On Thu, Apr 26, 2012 at 2:40 PM, Wookey <woo...@wookware.org> wrote:

> The right way to do this is with HWCAPS bits to identify whether the
> hardware can run v7 binaries and for dpkg to refuse to install stuff
> that won't run.
>
> This is how it works on x86:
> http://developers.sun.com/solaris/articles/hwcap_modification.html
> with HWCAPS for cmov and cmpxchg16b
>
> However I'm not sure the arm HWcaps list:
> http://lxr.free-electrons.com/source/arch/arm/include/asm/hwcap.h?v=2.6.30
> actually covers the extra v7 instructions.
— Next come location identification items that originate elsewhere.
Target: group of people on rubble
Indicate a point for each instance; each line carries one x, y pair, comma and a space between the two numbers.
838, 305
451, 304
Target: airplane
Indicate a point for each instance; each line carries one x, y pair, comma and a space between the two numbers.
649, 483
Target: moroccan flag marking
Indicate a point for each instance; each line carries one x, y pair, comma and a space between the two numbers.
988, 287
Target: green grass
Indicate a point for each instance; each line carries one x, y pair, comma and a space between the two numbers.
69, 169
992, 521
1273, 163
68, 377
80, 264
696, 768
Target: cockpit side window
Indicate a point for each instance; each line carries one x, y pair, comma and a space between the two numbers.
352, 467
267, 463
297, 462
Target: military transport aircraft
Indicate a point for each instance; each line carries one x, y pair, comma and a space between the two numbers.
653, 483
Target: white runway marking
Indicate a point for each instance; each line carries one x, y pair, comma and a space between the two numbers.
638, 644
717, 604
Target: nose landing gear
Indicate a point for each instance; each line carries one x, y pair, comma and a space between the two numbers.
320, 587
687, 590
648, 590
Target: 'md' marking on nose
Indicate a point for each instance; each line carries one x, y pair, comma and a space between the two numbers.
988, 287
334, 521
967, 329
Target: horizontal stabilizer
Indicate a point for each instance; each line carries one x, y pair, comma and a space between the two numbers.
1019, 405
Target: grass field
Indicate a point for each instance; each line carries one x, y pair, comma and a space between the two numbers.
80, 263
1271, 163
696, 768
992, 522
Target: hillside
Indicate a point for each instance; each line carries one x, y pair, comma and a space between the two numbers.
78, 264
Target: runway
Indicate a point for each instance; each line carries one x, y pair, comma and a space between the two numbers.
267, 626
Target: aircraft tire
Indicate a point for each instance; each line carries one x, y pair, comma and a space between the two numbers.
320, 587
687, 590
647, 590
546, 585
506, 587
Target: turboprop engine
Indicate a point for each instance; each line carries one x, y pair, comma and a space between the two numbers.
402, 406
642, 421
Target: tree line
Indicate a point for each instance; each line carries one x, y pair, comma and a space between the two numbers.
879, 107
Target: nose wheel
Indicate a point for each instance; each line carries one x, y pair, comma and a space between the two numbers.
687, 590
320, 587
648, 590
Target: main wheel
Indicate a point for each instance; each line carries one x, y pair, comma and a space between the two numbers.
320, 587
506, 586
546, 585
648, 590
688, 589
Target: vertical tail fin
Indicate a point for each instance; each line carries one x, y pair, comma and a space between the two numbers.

You could probably use the
> VFP3 CAP as a proxy on PI, but it may be better to define an actual
> 'has v7 ISA' bit)
>

Somehow I don't think the armhf people would be too happy about rebuilding
all their packages to accommodate the Raspberry Pi as it would be those
packages that would have to include 'has v7 ISA' bit.


> So to use this mechanism would need the kernel to check for only-on-v7
> instructions and set/not-set the bit. Then arrange for packages to
> have needed HWCAPS set in metadata for dpkg to check.
>

This would prevent the kernel from executing the binary, but this would
still leave us in the boat that if the binaries get on the system they
could leave the system in an un-runnable state.  It's just the kernel
refuses to load the binary rather than the binary generating an illegal
instruction.  Still, it's useful the kernel can prevent execution of the
binaries as its definitely more graceful way to catch code that can't
execute.


> As this data is not already present in everyone else's packages
> you'd be best just adding it for the PI packages you've built.
>
> Which of course means you could actually use any old item of metadata
> 'X-package-ISA:v6' and check that, refusing to install anything else,
> rather than a properly general HWCAPS method. But doing it right would
> be generalisable to many problems of this class (multimedia-optimised
> libraries, with without/NEON etc).
>

Right now, as I'm building armv6 packages I use a perl script and 'readelf'
to scan each elf/library file in the package for v7 file attributes
signature.  Readelf will tell me the following for armv7 elf files:

Attribute Section: aeabi
File Attributes
  Tag_CPU_name: "7-A"
  Tag_CPU_arch: v7
  Tag_CPU_arch_profile: Application
  Tag_ARM_ISA_use: Yes
  Tag_THUMB_ISA_use: Thumb-2
  Tag_FP_arch: VFPv3-D16
  Tag_ABI_PCS_wchar_t: 4
  Tag_ABI_FP_denormal: Needed
  Tag_ABI_FP_exceptions: Needed
  Tag_ABI_FP_number_model: IEEE 754
  Tag_ABI_align_needed: 8-byte
  Tag_ABI_align_preserved: 8-byte, except leaf SP
  Tag_ABI_enum_size: int
  Tag_ABI_HardFP_use: SP and DP
  Tag_ABI_VFP_args: VFP registers
  Tag_DIV_use: Not allowed

For armv6 elf files, it reports the following:

Attribute Section: aeabi
File Attributes
  Tag_CPU_name: "6"
  Tag_CPU_arch: v6
  Tag_ARM_ISA_use: Yes
  Tag_THUMB_ISA_use: Thumb-1
  Tag_FP_arch: VFPv2
  Tag_ABI_PCS_wchar_t: 4
  Tag_ABI_FP_denormal: Needed
  Tag_ABI_FP_exceptions: Needed
  Tag_ABI_FP_number_model: IEEE 754
  Tag_ABI_align_needed: 8-byte
  Tag_ABI_align_preserved: 8-byte, except leaf SP
  Tag_ABI_enum_size: int
  Tag_ABI_HardFP_use: SP and DP
  Tag_ABI_VFP_args: VFP registers
  Tag_DIV_use: Not allowed

I'm assuming I could create a special Raspberry Pi version of dpkg which
would perform this test at download time and abort the installation if
binaries with 'Tag_CPU_arch: v7' were found.

I realize it's short circuiting the more formal HWCAPS method, but it seems
to me it would yield similar capability.  Also, I wonder if the kernel is
exposed to the 'Tag_CPU_arch:' setting in the elf as it is loaded. If so,
the kernel on the Raspberry Pi could prevent loading v7 binaries without
necessarily going the full HWCAPS route.